Finally, we train a recurrent neural network (RNN) with our preprocessed and augmented expression dataset to create a MLM using the set of given symbols as the vocabulary. Specifically, we train the MLM to predict the next token in a sequence by minimizing the cross-entropy loss between the output of the RNN and the given label. This strategy is standard in natural language processing (NLP) for training language models that predict the next word or character given a partial sequence (Mikolov et al., 2010).
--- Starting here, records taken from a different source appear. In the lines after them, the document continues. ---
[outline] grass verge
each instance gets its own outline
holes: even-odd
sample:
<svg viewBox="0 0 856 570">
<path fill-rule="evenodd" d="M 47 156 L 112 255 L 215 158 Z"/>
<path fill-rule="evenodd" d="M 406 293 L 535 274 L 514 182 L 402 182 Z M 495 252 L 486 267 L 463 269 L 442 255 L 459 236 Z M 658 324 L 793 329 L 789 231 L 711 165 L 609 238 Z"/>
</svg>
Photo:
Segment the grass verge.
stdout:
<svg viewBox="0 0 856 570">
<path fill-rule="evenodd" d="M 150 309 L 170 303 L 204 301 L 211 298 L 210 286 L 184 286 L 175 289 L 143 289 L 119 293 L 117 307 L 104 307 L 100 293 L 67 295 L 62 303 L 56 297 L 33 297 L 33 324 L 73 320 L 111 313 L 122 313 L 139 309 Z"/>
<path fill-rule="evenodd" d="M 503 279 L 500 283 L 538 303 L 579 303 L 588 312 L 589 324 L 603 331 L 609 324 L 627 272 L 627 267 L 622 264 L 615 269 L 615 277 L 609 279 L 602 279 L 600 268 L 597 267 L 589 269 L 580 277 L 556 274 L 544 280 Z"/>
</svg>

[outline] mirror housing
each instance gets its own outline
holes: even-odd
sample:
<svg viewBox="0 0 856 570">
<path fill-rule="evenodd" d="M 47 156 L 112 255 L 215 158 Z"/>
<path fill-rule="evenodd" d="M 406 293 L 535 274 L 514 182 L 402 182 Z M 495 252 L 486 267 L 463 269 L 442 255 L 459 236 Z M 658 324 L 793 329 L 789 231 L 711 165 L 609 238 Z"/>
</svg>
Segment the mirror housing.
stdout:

Integrating with deep symbolic regression. Deep symbolic regression (Petersen et al., 2021) uses an autoregressive recurrent neural network, or Controller, parameterized by $\theta$ , that emits a categorical distribution on which token to select next, conditioned on all previously selected tokens.

Here, we propose using the MLM to inform the Controller by directly adjusting the logits that are emitted by it, as in Fig. 3. Specifically, at time step $i$ , given input $x$ (e.g. the previously selected token), the Controller emits logits $\ell^{(i)}_{\scaleto{\textrm{DSR}}{3pt}}$ and updates its internal state $c^{(i)}_{\scaleto{\textrm{DSR}}{3pt}}$ :

\displaystyle(\ell^{(i)}_{\scaleto{\textrm{DSR}}{3pt}},c^{(i)}_{\scaleto{\textrm{DSR}}{3pt}})=\textrm{Controller}(x,c^{(i-1)}_{\scaleto{\textrm{DSR}}{3pt}};\theta)

Further, DSR allows incorporating in situ constraints to the search space (e.g. constraining nested trigonometric operators) via logits $\ell^{(i)}_{\varobslash}$ , whose values are either zero or negative infinity (see Petersen et al. (2021) for details). To incorporate the MLM into this generative process, we introduce a third vector of logits computed by the MLM:

\displaystyle(\ell^{(i)}_{\scaleto{\textrm{MLM}}{3pt}},c^{(i)}_{\scaleto{\textrm{MLM}}{3pt}})=\textrm{MLM}(x,c^{(i-1)}_{\scaleto{\textrm{MLM}}{3pt}};\phi)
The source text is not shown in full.